Both PPAR-γ and its co-activator, PGC-1, have been targets for pharmacological therapy to treat type 2 diabetes, specifically thiazolidinediones (TZD’s) (14). These agents have shown to be efficacious for glucose control in diabetes even though the mechanisms were not fully explained at the time. Additionally, PPAR-γ agonists do not specifically target the muscle cells, they also interact with adipocytes and promote lipid storage (Figure 4). Taken together, it appears these pharmacological agents may mimic exercise and are effective in improving lipid metabolism (PPAR-γ) and improving mitochondrial function and biogenesis (PGC-1) in muscle cells; however, they are not muscle cell specific, indicating they may also increase body fat which has negative consequences on inflammation and metabolism.
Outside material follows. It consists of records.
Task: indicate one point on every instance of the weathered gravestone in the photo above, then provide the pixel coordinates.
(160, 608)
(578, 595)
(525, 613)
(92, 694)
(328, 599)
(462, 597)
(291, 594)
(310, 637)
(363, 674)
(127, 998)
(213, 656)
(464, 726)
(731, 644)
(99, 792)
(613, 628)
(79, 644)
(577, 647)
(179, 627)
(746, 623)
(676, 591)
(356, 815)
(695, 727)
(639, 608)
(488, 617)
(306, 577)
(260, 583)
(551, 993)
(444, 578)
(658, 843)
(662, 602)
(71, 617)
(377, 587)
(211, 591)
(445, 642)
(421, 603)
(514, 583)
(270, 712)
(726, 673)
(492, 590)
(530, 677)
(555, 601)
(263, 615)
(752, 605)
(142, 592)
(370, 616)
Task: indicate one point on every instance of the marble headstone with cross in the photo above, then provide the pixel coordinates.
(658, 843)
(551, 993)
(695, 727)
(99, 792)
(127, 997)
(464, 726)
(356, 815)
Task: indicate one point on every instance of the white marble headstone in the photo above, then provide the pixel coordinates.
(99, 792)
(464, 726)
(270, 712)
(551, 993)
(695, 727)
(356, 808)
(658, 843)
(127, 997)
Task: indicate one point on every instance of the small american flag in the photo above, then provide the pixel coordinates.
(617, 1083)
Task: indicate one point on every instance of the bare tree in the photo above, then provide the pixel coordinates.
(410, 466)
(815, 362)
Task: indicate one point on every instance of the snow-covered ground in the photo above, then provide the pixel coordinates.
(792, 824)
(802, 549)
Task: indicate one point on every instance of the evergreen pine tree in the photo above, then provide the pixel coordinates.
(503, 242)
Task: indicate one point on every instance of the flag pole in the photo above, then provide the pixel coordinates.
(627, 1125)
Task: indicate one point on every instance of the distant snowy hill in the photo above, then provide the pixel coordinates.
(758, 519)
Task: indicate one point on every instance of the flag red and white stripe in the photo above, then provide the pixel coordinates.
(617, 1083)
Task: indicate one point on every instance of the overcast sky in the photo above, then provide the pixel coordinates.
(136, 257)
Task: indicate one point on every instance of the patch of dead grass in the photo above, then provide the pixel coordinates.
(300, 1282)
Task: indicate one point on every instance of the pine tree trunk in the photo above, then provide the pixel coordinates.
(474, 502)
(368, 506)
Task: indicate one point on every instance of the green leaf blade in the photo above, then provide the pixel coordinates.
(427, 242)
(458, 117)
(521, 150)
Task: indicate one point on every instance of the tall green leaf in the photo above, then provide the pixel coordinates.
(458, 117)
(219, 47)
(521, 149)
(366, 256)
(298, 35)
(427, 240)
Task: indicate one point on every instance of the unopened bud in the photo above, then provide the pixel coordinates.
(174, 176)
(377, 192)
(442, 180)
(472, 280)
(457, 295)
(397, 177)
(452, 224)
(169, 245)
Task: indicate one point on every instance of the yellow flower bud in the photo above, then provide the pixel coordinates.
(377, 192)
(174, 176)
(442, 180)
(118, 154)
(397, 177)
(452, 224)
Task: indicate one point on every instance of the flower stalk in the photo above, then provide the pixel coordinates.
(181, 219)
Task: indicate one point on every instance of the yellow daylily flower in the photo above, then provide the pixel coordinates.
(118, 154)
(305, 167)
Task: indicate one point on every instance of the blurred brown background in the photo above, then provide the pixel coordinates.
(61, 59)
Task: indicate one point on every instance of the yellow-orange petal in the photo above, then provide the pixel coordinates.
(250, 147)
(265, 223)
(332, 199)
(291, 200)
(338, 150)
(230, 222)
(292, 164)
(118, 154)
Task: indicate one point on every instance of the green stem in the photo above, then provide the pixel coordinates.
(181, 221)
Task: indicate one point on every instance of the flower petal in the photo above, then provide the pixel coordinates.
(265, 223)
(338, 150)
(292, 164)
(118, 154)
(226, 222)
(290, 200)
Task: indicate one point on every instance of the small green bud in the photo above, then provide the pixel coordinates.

As evidenced in this article, pharmacological therapy can mimic many of the effects of exercise at a cellular level and may indeed have a place in treating obesity. These therapies may be powerful tools in the initial treatment to help “kick start” an exercise regimen and begin to shift our metabolic engine in a better direction. That being said, I do not believe we have truly replaced exercise. As witnessed with these drugs, many of their positive effects at the muscle tissue may be counteracted in the adipose tissue (i.e. TZDs). Furthermore, they do not confer the same benefits in regards to psychological health or skeletal health. As with all drugs they ought to be a tool to augment the role of a healthy lifestyle that includes proper diet and exercise.
BIO – Brad is a Ph.D. student at the University of Idaho. He is in a joint program studying exercise physiology and ethics. He received his M.S. degree in biomechanics and has a passion for evolutionary nutrition and the potential it has to combat the current declining state of health. Brad has a background as an athlete, basketball coach, and strength and conditioning coach. He loves learning about the human body, how it functions, and how we can optimally nourish it. He is focusing his doctoral work on how diet and exercise influence metabolism and health in relation to chronic, lifestyle diseases such as diabetes and heart disease.